Cinebiografia ‘Michael’ custou US$ 200 milhões e pode superar ‘Oppenheimer’

A cinebiografia ‘Michael’, que retrata a vida de Michael Jackson, chega aos cinemas nesta quinta-feira (23) cercada de números impressionantes. O filme dirigido por Antoine Fuqua já entrou para a história ao se tornar a cinebiografia mais cara já produzida, com orçamento de US$ 200 milhões.

O valor coloca a produção muito acima de outros sucessos do gênero, como Bohemian Rhapsody e Elvis, e até mesmo supera filmes como Oppenheimer. A cifra elevada é resultado de uma produção conturbada, que incluiu refilmagens extensas e ajustes no roteiro após questões legais envolvendo a história do artista.

Projeções de bilheteria histórica

De acordo com projeções da indústria, ‘Michael’ deve abrir com cerca de US$ 150 milhões mundialmente em seu primeiro fim de semana.

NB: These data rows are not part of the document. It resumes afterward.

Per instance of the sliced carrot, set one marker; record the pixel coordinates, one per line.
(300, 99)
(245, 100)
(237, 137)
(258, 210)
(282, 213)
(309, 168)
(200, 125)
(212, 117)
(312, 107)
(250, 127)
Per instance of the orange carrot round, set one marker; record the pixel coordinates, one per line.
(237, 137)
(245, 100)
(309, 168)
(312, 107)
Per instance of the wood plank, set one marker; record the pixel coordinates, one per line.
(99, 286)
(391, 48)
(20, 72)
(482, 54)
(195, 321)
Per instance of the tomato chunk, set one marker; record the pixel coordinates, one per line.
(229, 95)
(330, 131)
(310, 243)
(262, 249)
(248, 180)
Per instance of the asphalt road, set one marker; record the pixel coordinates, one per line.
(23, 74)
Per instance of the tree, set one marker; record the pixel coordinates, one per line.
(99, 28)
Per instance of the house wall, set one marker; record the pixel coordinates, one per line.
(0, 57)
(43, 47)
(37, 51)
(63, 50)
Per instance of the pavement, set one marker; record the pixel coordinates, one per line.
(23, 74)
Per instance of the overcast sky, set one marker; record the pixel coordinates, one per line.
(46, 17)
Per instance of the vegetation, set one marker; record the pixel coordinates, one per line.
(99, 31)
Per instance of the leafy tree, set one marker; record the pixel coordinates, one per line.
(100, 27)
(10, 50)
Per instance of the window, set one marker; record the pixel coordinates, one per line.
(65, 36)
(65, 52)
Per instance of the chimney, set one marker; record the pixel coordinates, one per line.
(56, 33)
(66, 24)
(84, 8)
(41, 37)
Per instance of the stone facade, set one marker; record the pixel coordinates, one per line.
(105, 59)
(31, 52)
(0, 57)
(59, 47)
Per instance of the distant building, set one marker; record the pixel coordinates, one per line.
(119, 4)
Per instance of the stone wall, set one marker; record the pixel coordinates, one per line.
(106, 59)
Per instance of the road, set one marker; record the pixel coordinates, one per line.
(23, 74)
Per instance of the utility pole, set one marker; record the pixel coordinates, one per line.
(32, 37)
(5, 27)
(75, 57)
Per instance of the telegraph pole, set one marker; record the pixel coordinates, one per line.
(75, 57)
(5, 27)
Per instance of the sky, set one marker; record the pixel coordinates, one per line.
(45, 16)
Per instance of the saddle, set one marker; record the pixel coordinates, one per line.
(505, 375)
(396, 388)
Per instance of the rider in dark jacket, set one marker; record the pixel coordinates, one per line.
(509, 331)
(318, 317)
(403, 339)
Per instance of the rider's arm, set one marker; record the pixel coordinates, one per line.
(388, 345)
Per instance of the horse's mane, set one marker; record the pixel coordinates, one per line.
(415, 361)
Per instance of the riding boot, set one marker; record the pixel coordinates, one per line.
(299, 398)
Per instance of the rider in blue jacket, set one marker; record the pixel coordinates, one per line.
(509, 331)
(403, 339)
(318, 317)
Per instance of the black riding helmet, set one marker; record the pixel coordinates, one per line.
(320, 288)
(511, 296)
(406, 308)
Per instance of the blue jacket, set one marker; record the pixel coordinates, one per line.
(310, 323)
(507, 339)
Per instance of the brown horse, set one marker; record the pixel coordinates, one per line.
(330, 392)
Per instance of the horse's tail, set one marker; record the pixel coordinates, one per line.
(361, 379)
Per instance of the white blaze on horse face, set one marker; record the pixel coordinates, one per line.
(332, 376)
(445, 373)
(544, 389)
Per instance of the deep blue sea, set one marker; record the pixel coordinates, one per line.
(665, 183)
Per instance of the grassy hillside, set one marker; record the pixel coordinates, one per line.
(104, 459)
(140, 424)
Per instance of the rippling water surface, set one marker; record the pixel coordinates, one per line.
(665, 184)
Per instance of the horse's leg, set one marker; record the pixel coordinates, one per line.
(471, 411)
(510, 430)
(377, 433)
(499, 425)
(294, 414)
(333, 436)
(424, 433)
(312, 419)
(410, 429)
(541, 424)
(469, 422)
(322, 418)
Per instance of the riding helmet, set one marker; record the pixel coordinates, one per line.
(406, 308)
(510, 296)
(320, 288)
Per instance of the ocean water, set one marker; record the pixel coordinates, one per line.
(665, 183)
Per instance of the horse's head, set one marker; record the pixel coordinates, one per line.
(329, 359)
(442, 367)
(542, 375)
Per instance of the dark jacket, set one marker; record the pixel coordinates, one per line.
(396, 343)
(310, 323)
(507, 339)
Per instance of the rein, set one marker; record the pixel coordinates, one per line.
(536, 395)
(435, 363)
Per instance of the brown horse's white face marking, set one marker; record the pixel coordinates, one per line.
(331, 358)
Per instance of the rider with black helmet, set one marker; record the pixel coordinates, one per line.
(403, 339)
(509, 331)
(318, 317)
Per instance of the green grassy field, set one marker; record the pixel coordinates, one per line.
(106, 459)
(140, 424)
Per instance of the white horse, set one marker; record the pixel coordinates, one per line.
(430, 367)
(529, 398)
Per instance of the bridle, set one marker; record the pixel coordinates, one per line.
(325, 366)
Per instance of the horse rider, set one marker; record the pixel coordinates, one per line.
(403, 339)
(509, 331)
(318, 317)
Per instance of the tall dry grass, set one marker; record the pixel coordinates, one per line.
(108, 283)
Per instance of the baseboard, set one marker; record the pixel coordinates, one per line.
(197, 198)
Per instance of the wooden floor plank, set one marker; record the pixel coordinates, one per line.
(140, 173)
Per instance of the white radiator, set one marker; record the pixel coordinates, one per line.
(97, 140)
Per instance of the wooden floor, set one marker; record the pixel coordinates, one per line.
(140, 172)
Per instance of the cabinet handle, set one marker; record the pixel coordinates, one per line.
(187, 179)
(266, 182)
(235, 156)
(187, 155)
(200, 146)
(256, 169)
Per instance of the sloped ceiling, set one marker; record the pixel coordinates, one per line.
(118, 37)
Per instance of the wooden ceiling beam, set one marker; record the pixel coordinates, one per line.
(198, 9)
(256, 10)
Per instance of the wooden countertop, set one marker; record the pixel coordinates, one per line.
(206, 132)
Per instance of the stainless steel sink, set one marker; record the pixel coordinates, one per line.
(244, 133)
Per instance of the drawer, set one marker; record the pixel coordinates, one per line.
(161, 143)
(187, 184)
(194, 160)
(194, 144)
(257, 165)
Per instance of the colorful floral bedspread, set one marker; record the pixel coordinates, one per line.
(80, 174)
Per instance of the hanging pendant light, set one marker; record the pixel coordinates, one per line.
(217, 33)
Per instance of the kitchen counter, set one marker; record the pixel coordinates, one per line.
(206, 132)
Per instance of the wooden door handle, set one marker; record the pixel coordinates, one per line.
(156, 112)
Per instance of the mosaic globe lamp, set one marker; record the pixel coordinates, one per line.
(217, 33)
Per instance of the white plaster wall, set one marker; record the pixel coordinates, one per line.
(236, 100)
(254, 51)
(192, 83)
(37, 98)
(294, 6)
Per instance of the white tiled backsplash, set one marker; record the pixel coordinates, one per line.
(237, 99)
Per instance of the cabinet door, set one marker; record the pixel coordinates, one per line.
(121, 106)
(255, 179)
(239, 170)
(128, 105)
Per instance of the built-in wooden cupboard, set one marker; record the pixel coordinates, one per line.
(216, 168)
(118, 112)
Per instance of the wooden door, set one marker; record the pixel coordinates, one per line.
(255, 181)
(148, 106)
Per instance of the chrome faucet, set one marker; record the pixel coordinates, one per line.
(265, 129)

Nos Estados Unidos, a estimativa gira entre US$ 55 milhões e US$ 80 milhões.

Os números podem não apenas estabelecer um novo recorde para cinebiografias musicais, mas também colocar o filme em rota para superar a estreia doméstica de Oppenheimer, que arrecadou cerca de US$ 80,5 milhões em seu lançamento.

Mira no topo das bilheterias

O comparativo com Oppenheimer não é trivial. O filme dirigido por Christopher Nolan se consolidou como a cinebiografia de maior bilheteria da história. Ou seja, ‘Michael’ mira diretamente no topo e já começa ameaçando um dos maiores fenômenos recentes do cinema.

A produção aposta em uma narrativa focada na ascensão de Michael Jackson e em seu legado musical, deixando de lado as controvérsias mais delicadas de sua vida. Analistas apontam que o filme tem potencial para uma trajetória sólida nas bilheterias, com projeções iniciais que já o colocam como forte candidato a ultrapassar a marca de US$ 1 bilhão global.